Ferromagnetic Co20Ni80 nanoparticles encapsulated inside reduced graphene oxide layers with superior microwave absorption performance†
Abstract
An excellent microwave absorber featuring lightweight, broadband, low filling content, strong absorption intensity and tunable electromagnetic properties is urgently needed for innovative electromagnetic interference shielding. Herein, a series of Co20Ni80 nanoparticles with different sizes encapsulated inside reduced graphene oxide layers (rGO/Co20Ni80) were synthesized via a facile hydrothermal method followed by a continuous freeze-drying process. The size of the Co20Ni80 nanoparticles played a crucial role in the microwave absorption properties of the rGO/Co20Ni80 nanocomposites in terms of both the maximum reflection loss value and the absorption bandwidth. In particular, for rGO/Co20Ni80 with Co20Ni80 nanoparticles of 700 nm diameter, a maximum reflection loss value of −54.4 dB at 7.36 GHz was achieved with a low loading content of only 16%. Moreover, compared with previously reported absorption bandwidth values, a wider absorption bandwidth was observed for the rGO/Co20Ni80 nanocomposites, which exceeded 6.02 GHz and covered the entire Ku band.
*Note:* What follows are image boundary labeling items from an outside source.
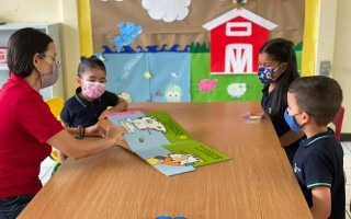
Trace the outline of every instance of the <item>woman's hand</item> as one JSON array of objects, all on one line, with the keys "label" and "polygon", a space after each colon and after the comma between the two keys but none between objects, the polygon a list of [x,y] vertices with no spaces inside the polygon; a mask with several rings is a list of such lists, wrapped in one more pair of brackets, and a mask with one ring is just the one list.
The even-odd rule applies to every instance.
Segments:
[{"label": "woman's hand", "polygon": [[97,123],[95,125],[86,128],[86,136],[104,138],[106,136],[106,130]]}]

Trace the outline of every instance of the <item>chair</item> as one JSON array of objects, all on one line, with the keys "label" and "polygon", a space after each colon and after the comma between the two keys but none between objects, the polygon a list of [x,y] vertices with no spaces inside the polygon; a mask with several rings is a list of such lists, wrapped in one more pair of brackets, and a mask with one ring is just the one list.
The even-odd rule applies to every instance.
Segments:
[{"label": "chair", "polygon": [[[46,100],[45,102],[50,107],[50,111],[53,115],[57,118],[57,120],[60,120],[59,115],[64,108],[64,99],[60,96],[55,96],[53,99]],[[58,160],[57,150],[53,150],[49,157],[53,161],[55,161],[54,170],[52,172],[52,175],[53,175],[61,164],[59,163],[59,160]]]},{"label": "chair", "polygon": [[331,123],[336,127],[335,128],[335,135],[336,135],[338,140],[340,140],[340,136],[341,136],[341,127],[342,127],[343,114],[344,114],[344,108],[343,108],[343,106],[340,106],[337,115],[331,120]]}]

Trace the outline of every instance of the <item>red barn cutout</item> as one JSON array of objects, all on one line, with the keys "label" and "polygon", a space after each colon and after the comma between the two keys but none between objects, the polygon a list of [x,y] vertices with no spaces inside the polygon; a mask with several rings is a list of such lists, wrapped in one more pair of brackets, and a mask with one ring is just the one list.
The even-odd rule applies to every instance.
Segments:
[{"label": "red barn cutout", "polygon": [[259,49],[276,24],[237,8],[203,27],[211,32],[211,73],[253,73]]}]

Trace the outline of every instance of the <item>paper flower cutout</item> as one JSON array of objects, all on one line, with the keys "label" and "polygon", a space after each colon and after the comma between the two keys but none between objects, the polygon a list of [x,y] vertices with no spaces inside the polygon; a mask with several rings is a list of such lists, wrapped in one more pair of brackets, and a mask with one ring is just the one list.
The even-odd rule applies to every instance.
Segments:
[{"label": "paper flower cutout", "polygon": [[182,21],[189,14],[191,0],[143,0],[141,5],[154,20]]},{"label": "paper flower cutout", "polygon": [[120,53],[123,46],[128,46],[143,32],[143,27],[134,23],[118,24],[121,33],[111,41],[114,43],[116,50]]},{"label": "paper flower cutout", "polygon": [[145,77],[146,79],[152,78],[150,71],[145,71],[144,77]]},{"label": "paper flower cutout", "polygon": [[244,94],[246,93],[246,90],[247,90],[246,83],[231,83],[227,88],[227,92],[233,99],[242,97]]},{"label": "paper flower cutout", "polygon": [[171,77],[172,77],[173,79],[178,79],[178,73],[172,72],[172,73],[171,73]]}]

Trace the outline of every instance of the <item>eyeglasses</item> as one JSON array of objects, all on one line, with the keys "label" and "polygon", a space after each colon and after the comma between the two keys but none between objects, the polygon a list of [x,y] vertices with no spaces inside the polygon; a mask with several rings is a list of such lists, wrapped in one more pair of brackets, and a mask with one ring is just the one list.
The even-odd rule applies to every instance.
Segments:
[{"label": "eyeglasses", "polygon": [[[61,60],[56,60],[56,58],[53,57],[53,56],[49,56],[49,55],[46,55],[46,54],[39,54],[39,56],[41,56],[45,61],[46,61],[46,59],[45,59],[46,56],[49,57],[49,58],[52,58],[57,68],[59,68],[59,67],[63,65],[63,61],[61,61]],[[49,64],[49,62],[48,62],[48,64]],[[50,64],[50,65],[53,65],[53,64]]]}]

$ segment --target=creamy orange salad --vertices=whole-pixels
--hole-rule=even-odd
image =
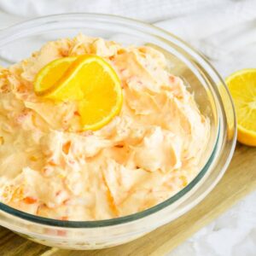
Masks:
[[[104,58],[123,90],[120,113],[95,131],[81,130],[75,102],[56,103],[33,90],[49,61],[84,54]],[[198,174],[209,132],[209,119],[161,52],[82,34],[49,42],[0,67],[0,201],[62,220],[135,213]]]

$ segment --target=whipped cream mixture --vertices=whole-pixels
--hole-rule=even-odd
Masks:
[[[75,102],[38,97],[33,81],[49,61],[103,57],[123,88],[120,113],[81,131]],[[168,199],[199,172],[210,124],[164,55],[79,35],[46,44],[0,67],[0,201],[32,214],[99,220],[135,213]]]

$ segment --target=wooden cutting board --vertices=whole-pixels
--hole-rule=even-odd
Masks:
[[[243,196],[255,189],[256,148],[237,144],[228,171],[216,188],[201,203],[177,220],[142,238],[108,249],[67,251],[34,243],[0,227],[0,255],[166,255]]]

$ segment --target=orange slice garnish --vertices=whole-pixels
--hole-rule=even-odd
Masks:
[[[35,93],[55,101],[78,102],[83,130],[107,125],[122,106],[122,88],[113,68],[96,55],[54,61],[38,74]]]
[[[242,69],[226,79],[237,117],[237,140],[256,147],[256,68]]]

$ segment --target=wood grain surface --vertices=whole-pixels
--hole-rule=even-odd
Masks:
[[[130,243],[95,251],[51,248],[26,240],[0,227],[0,255],[166,255],[198,230],[209,224],[243,196],[256,189],[256,148],[236,145],[228,171],[212,193],[177,220]]]

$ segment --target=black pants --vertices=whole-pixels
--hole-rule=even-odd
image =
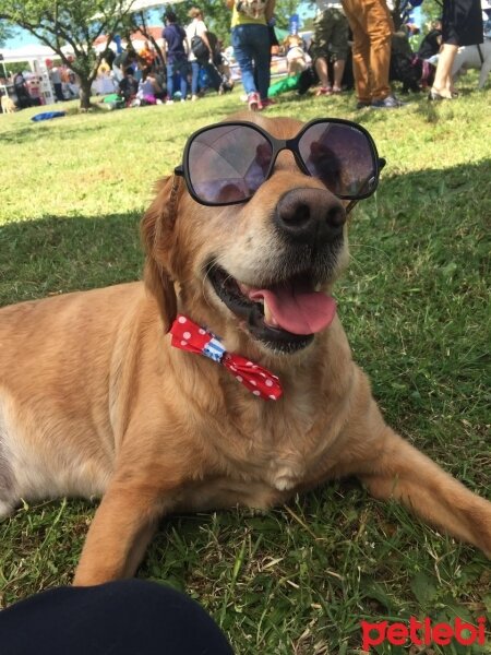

The superior microwave absorption performance can be attributed to the better impedance matching and synergistic effects between the ferromagnetic Co20Ni80 nanoparticles and the dielectric rGO layers, as confirmed by electron holography. This work may provide a new perspective for the development of lightweight, broadband, low-loading-content and high-performance microwave absorbers.